Si l’exemple de la cantine anti-gaspi vient également de Finlande (voir encadré), celui du magasin a été déniché en Chine par un étudiant. Présente dans les villes de Pékin, Shanghai et Guangzhou, la chaîne de petits supermarchés Tante Qian y est connue pour ne pas vendre de viande du jour le lendemain. À partir de 19 heures, les prix y sont réduits de 10 % toutes les heures jusqu’à 23 h 30, moment où la viande devient gratuite pour éviter les restes.

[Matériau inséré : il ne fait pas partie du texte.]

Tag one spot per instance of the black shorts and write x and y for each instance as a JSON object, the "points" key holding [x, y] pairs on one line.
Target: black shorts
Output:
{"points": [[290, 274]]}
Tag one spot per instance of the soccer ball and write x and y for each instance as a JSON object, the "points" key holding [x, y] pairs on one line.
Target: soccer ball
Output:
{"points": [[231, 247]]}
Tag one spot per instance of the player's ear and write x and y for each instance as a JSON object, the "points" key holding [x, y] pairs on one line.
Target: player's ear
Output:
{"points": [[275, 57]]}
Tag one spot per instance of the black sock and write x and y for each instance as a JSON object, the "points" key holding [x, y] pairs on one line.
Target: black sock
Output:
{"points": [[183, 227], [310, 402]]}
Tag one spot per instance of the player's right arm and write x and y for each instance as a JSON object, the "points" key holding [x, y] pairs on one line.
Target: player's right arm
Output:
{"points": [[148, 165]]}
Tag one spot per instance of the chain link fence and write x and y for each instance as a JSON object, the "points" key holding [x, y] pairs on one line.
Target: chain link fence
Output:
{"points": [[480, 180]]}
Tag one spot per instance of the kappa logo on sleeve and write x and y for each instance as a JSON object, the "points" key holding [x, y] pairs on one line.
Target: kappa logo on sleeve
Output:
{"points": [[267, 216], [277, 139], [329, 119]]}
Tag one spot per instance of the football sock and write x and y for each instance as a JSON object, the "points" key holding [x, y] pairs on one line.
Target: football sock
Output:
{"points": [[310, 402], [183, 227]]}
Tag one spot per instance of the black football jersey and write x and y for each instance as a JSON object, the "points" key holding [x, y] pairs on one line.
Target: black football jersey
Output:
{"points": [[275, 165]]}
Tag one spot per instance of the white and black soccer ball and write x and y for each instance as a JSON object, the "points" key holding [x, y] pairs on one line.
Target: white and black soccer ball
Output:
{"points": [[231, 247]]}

Plusieurs étudiants ont découvert des produits utilisant des coproduits de l’univers des boissons. Le potentiel y est énorme. L’industrie viticole produirait ainsi mondialement 7 500 000 hectares de déchets (peau, branches, pépins de raisin, résidus d’élagage), tandis que l’industrie brassicole produirait chaque année en Europe 3,4 millions de tonnes de drèches. Crackers produits à partir de lie de saké au Japon, pâtes à base de drèches et snack à base de malt d’orge en Italie sont des exemples reproductibles de valorisation de ces coproduits.
Transitions et praticité
Le second groupe a mis en avant les transitions dans son exposé sur les différents temps de consommation. Et notamment l’éco-conception, illustrée par Prodigy, la première barre de chocolat sans plastique d’Angleterre, avec son emballage à base de plantes. Un produit canadien a suscité une forte curiosité, Square Eat, qui reconstitue en deux minutes un repas complet sous la forme d’un cube d’origine 100 % naturelle. Au rayon praticité toujours, citons ce repas chinois auto-chauffant à la marque Haidilao, qui n’a besoin que d’être passé à l’eau fraîche pour être préparé.

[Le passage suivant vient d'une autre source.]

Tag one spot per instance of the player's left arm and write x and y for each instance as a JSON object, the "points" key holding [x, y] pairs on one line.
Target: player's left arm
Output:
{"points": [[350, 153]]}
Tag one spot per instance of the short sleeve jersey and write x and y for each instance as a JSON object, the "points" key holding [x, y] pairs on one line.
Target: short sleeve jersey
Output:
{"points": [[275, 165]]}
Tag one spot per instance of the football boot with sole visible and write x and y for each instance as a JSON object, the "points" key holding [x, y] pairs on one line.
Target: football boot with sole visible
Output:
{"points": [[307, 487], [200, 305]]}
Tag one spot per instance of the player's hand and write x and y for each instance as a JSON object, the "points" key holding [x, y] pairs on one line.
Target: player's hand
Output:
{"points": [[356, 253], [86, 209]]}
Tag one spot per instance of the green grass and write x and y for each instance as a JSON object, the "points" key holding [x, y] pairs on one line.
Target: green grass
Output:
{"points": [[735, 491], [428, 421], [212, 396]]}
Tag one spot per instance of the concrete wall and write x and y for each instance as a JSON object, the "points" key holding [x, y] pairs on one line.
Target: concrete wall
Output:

Enfin, dans la présentation consacrée aux nouveaux modes de vie, le service mexicain Hagamos Composta, qui collecte sur abonnement les déchets organiques des particuliers, a retenu l’attention dans la perspective des évolutions réglementaires françaises. « Ce type d’initiative privée pourrait inspirer les façons de faire de nos collectivités », souligne Lucie Bolzec.
L’expérience comme plus-value
Emma Dumasdelage, une des étudiantes de l’École de design Nantes Atlantique participantes au Food Tour, a durant son séjour en Finlande déjeuné à la cafétéria de la faculté d’arts et design de l’Université de Laponie, à Rovaniemi. Elle y a découvert une innovation service et retail qui pourrait inspirer les acteurs français de la restauration collective dans leur lutte contre le gaspillage alimentaire. Les repas invendus lors du service y sont en effet mis dans des boîtes individuelles et conservés dans des frigos pour être vendus entre les heures d’ouverture. Le personnel et les étudiants peuvent se servir et payer leur repas à une caisse automatique, à un prix modique (3,20 €). « Outre la pertinence de ce système, le point intéressant est l’expérimentation vécue par l’étudiante qui a déjeuné dans cette cafétéria, et ainsi décrit le concret du comment ça se passe, que l’on a du mal à percevoir avec une veille sur Internet », apprécie Lucie Bolzec, fondatrice de l’agence Papillote. Laquelle pointe également la justesse des descriptifs des produits présentés par les étudiants, nourrie par le fait qu’ils ont pu les goûter sur place.